U.S. chip maker Advanced Micro Devices reported a bigger-than-expected adjusted loss for the first quarter and said it was exiting its dense server system business, effective immediately.
The company also reported a steeper-than-expected fall in quarterly revenue, helping send its shares down more than 8 percent in extended trading.
The company, which said in October it would cut 7 percent of its workforce, has been shifting its focus to gaming consoles and low-power servers to combat falling laptop sales.
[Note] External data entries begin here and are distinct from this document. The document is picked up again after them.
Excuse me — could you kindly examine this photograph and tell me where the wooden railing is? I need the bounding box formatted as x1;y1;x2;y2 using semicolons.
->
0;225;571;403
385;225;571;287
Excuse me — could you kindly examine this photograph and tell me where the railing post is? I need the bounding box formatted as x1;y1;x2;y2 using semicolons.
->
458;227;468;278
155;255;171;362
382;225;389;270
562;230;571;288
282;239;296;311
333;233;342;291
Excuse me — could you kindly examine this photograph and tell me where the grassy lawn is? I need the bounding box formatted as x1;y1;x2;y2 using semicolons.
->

But progress has lagged Wall Street’s expectations due to continued weak PC and graphic card sales as well as intense competition from Intel.
AMD said on Thursday it would exit the dense server system business, formerly SeaMicro, which helps firms reduce power consumption and improve space efficiency for data centers.
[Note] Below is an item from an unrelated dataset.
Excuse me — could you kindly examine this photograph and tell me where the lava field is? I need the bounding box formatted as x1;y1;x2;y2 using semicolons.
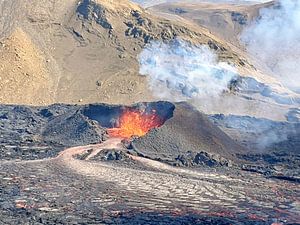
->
0;102;300;224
The company said it recorded a related charge of $75 million in the first quarter as well as an additional $12 million charge related to a restructuring plan last year.
AMD’s net loss widened to $180 million, or 23 cents per share, in the quarter ended March 28 from $20 million, or three cents per share, a year earlier.
Excluding items, AMD reported a loss of nine cents per share, bigger than the analysts’ average estimate of five cents, according to Thomson Reuters I/B/E/S.
Revenue fell 26.2 percent to $1.03 billion, missing analysts estimates of $1.05 billion.
AMD forecast current-quarter revenue to fall 3 percent, plus or minus 3 percent, from the first quarter.
That implied revenue of $999.1 million to $969.1 million, below analysts average estimate of $1.13 billion.
The company’s shares were down 8.4 percent at $2.63 in trading after the bell.